The British press is full of that bombastic and pompously self-righteous term: ‘The British Taxpayer’. How are they going to live? How much is it going to cost ‘us’? While that last question may be appropriate for Leninists, Trotskyites, and Corbynistas, it is not the ticket for a country whose electorate just returned a Conservative government with an 80 seat majority.
The Queen is not a pauper surviving on handouts from the State. Monarchs across the centuries amassed huge fortunes from – inter alia – rape, pillage and murder that gave them direct or indirect control over the means of production and human capital. Nice people all. On assuming the throne in 1760, George III surrendered his income from the ‘Crown Estate’ (basically, his property) in favor of an annual payment from Parliament (the Civil List). The Crown Estate was effectively placed into trust for the State, and the Treasury received the income. That state of affairs lasted for over 250 years until, 7 years ago, the Civil List was replaced by the Sovereign Grant which set the payment to the monarch at 15% of the total net revenues of the Crown Estate (temporarily increased to 25%). Add to this the Royal Family’s private wealth from the Duchies of Lancaster and Cornwall, as well as the occasional flutter on the horses, and the Queen is not short of a pound or two.
Thus, as the right to own private assets is still embodied in British law, and as the Sovereign Grant – as successor to the Civil List – is a contractual agreement to pay royalties at a fixed percentage in perpetuity for the surrender of all control of the Crown Estate by George III, why is it anybody’s business how the wealthy Queen finances her grandson’s welfare? Were the monarchy to be dissolved today in anything other than a communist-style revolution, the royals would be entitled to the two duchies (as at present) and a financial settlement in respect of their rights to income from the Crown Estate. They wouldn’t be living on a council estate as depicted by Adrian Mole creator Sue Townsend in ‘The Queen and I’.
The British Taxpayer can’t even feel indignant over the income tax and capital gains tax position of the monarch anymore. While a king or queen cannot pay tax (it is, after all, HER MAJESTY’s Revenue and Customs), the Queen and Prince Charles have been paying voluntary amounts since 1993 that are supposedly designed to shadow the position of the rest of us.
There is one gaping exception.
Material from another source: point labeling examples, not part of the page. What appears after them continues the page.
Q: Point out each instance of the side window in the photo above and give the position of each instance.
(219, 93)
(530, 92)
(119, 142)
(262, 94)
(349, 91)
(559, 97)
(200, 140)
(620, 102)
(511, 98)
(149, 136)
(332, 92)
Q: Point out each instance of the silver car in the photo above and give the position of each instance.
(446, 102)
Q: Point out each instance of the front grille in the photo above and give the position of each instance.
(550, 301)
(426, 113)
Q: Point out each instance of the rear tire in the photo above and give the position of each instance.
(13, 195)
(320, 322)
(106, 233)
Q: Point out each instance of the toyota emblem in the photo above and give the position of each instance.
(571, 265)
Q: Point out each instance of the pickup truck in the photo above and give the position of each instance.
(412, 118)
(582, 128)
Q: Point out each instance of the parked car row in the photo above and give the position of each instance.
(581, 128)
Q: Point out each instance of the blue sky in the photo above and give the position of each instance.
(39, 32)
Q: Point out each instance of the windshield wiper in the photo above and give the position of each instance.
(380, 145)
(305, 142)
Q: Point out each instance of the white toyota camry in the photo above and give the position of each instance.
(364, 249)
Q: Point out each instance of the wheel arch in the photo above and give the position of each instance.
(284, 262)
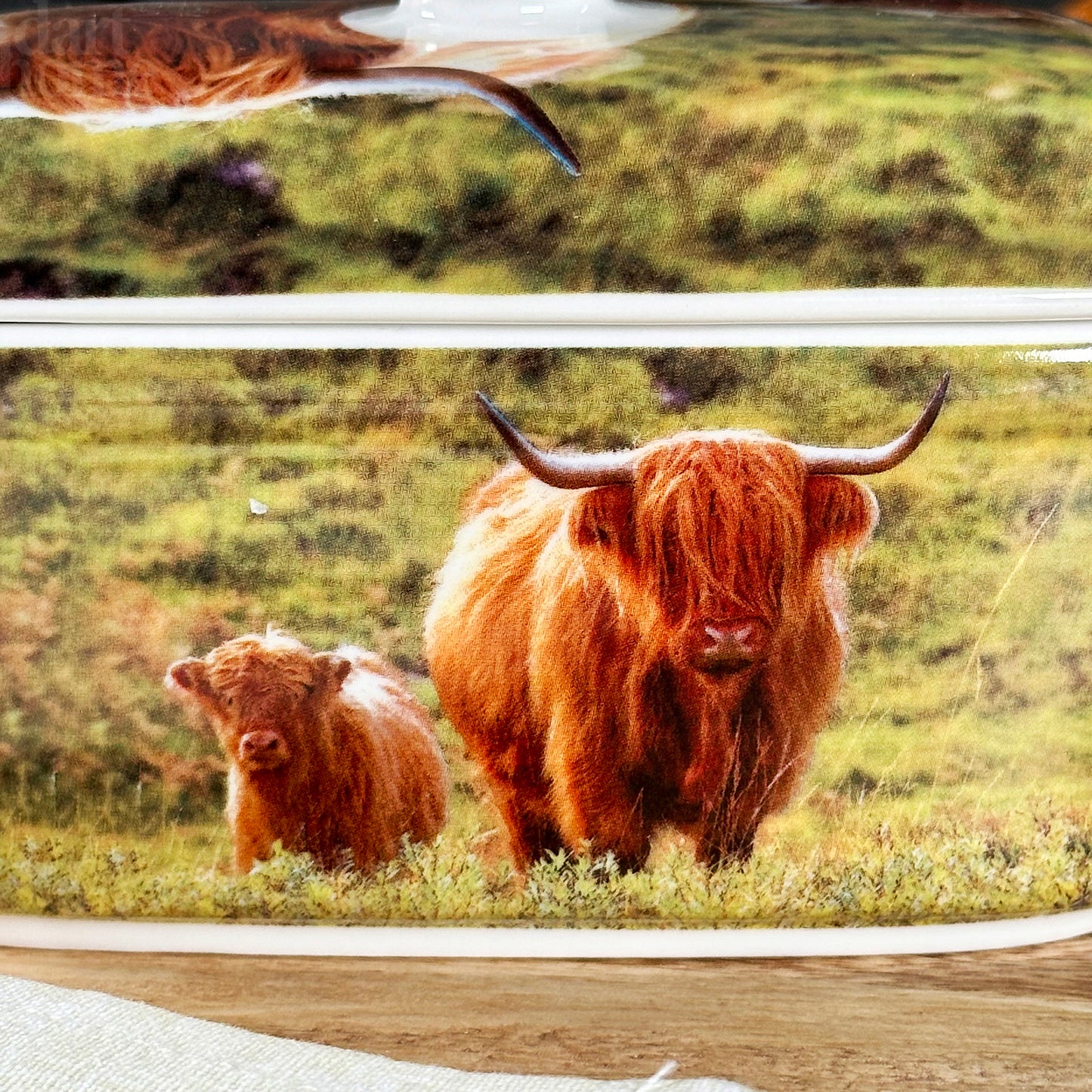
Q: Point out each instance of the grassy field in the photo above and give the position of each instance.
(753, 149)
(951, 783)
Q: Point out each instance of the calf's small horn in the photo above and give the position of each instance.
(561, 471)
(875, 460)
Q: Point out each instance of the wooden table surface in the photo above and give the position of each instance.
(1019, 1019)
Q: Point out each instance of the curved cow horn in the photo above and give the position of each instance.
(565, 472)
(422, 80)
(874, 460)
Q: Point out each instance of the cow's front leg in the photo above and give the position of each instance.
(596, 810)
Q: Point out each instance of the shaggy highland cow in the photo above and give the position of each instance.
(328, 753)
(654, 637)
(119, 63)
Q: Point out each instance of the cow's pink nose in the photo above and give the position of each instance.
(260, 743)
(731, 645)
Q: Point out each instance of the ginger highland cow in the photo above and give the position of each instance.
(110, 59)
(328, 753)
(633, 639)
One of the subplots in Downton Abbey is the recurring issue of Death Duties, today known as Inheritance Tax. It serves as the reason great family after great family is forced to sell their stately home or significant parts of their estate. Under the Queen’s arrangement with her Revenue and Customs, everything she leaves to her successor is not liable to Inheritance Tax (as well as everything inherited from her mum). While it might be argued that the properties included in the Crown Estate (such as Buckingham Palace and Windsor Castle) do not belong to her, Sandringham and Balmoral definitely do (her father even had to buy Balmoral off his abdicating brother), not to mention the assets held by the Duchies.
So, if the press wants to get on its soap box, lay off the Sussexes – that’s a family affair – and concentrate on the death taxes. Of course, were the position to change tomorrow, Her Majesty could transfer all her assets to Charles immediately, and would only have to live 7 years to avoid Inheritance Tax. At 100, she would be a year younger than her mother when she died. Long live the Queen!
Great blog post – but slightly lacking in real tax details (just the 7 year wait) and more of a Speakers Corner rant than anything else. Loved it.